Neuroblastoma is a cancer of children, and it arises from nerve tissue. The older children are at diagnosis, the less likely they are to survive despite treatment, and new genetic biomarkers might start to open the door to the mechanisms behind this, as well as lead to personalized medicine for some groups of neuroblastoma patients.
Age at diagnosis seems to predict outcome after treatment--around 88% of children 18 months or younger are predicted to survive, compared with 49% between 18 months and 11 years, dropping to 10% in patients diagnosed at 12 or above. To see if there was a genetic biomarker to mark this, the researchers sequenced the genome and analyzed the telomere length of tumor samples from 40 infants, children, and young adults with advanced metastatic neuroblastoma, and from 64 historic samples. They found that the gene ATRX was only mutated in patients who were 5 or older, and that the number of mutations in the genes rose as the age at diagnosis rose. Older patients were also likely to have a chronic or indolent form of the disease.

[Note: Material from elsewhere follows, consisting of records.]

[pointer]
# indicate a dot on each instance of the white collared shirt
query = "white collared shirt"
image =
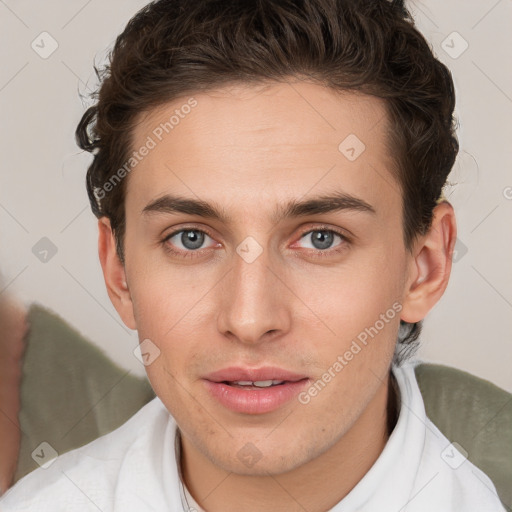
(134, 469)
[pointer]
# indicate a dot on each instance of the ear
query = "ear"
(114, 273)
(431, 266)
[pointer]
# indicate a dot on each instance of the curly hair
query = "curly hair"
(171, 48)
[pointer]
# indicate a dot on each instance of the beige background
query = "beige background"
(42, 192)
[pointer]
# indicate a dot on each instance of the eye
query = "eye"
(188, 239)
(322, 239)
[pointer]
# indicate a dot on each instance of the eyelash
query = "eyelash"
(318, 253)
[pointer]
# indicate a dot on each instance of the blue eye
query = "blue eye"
(322, 239)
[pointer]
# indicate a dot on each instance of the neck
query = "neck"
(315, 486)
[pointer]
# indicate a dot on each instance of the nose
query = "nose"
(255, 305)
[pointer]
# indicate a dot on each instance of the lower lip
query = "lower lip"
(255, 401)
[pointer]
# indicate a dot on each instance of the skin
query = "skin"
(250, 150)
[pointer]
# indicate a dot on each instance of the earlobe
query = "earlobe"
(114, 273)
(430, 269)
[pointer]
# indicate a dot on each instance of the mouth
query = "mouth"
(254, 391)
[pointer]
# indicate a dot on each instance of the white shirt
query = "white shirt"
(134, 469)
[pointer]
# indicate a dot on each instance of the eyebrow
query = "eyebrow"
(339, 201)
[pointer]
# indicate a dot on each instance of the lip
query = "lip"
(254, 401)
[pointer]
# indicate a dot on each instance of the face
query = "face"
(264, 243)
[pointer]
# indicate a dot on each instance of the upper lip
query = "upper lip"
(234, 374)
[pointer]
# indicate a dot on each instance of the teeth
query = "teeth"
(258, 383)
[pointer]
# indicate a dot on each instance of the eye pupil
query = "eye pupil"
(192, 239)
(322, 239)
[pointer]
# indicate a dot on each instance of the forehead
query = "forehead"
(252, 143)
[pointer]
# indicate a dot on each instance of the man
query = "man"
(267, 178)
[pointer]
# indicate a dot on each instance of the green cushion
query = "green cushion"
(475, 414)
(72, 393)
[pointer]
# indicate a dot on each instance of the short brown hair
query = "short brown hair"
(171, 48)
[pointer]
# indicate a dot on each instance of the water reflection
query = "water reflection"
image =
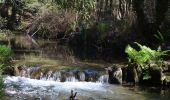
(21, 88)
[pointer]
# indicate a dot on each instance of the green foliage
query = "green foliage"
(144, 57)
(84, 9)
(3, 22)
(160, 37)
(5, 54)
(5, 57)
(103, 27)
(2, 92)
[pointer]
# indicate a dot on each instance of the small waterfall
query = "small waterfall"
(103, 79)
(71, 79)
(63, 75)
(57, 76)
(81, 76)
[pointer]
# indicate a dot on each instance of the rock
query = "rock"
(132, 73)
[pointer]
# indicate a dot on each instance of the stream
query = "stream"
(22, 88)
(32, 84)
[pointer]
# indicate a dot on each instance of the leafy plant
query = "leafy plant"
(160, 37)
(5, 54)
(144, 56)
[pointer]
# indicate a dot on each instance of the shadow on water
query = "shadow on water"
(48, 85)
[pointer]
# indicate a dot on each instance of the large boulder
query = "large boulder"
(132, 74)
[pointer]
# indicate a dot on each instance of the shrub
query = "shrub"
(144, 57)
(5, 54)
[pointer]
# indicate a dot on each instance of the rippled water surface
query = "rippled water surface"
(21, 88)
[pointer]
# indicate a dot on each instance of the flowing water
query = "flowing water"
(23, 88)
(32, 84)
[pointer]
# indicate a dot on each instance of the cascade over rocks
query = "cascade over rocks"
(115, 75)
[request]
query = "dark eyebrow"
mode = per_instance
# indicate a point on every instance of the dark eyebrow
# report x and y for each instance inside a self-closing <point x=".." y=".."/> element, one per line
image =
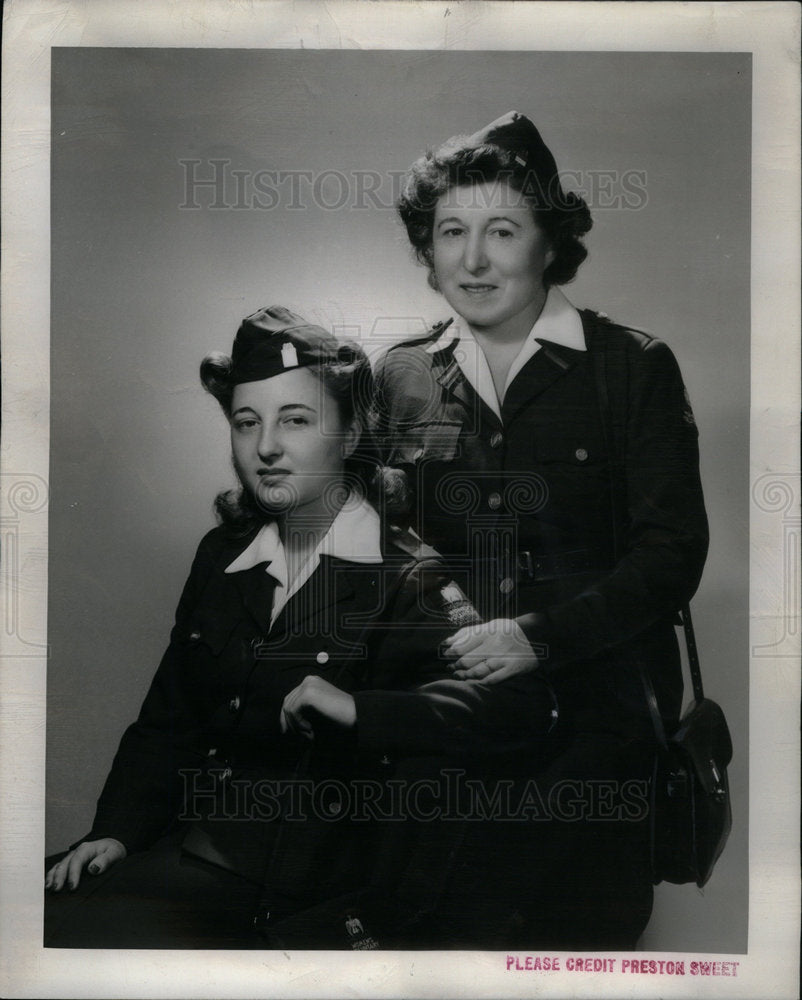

This research could suggest a subtype of neuroblastoma in older children compared with younger children. If validated, the results may change the way doctors think about this cancer, said co-author Richard Wilson, Ph.D., director of the Genome Institute at Washington University School of Medicine in St. Louis. "This suggests we may need to think about different treatment strategies for patients depending on whether or not they have the ATRX mutation," he said.
The researchers concluded: "The identification of ATRX mutations now provides a new biomarker that may assist in identifying patients who develop a chronic but progressive clinical course and thus may be candidates for altered risk-based therapies."
The team is screening approved drugs to try to find something that could target the gene mutation, leading to personalized medicine for this subgroup of patients, particularly those with the more chronic form of the disease.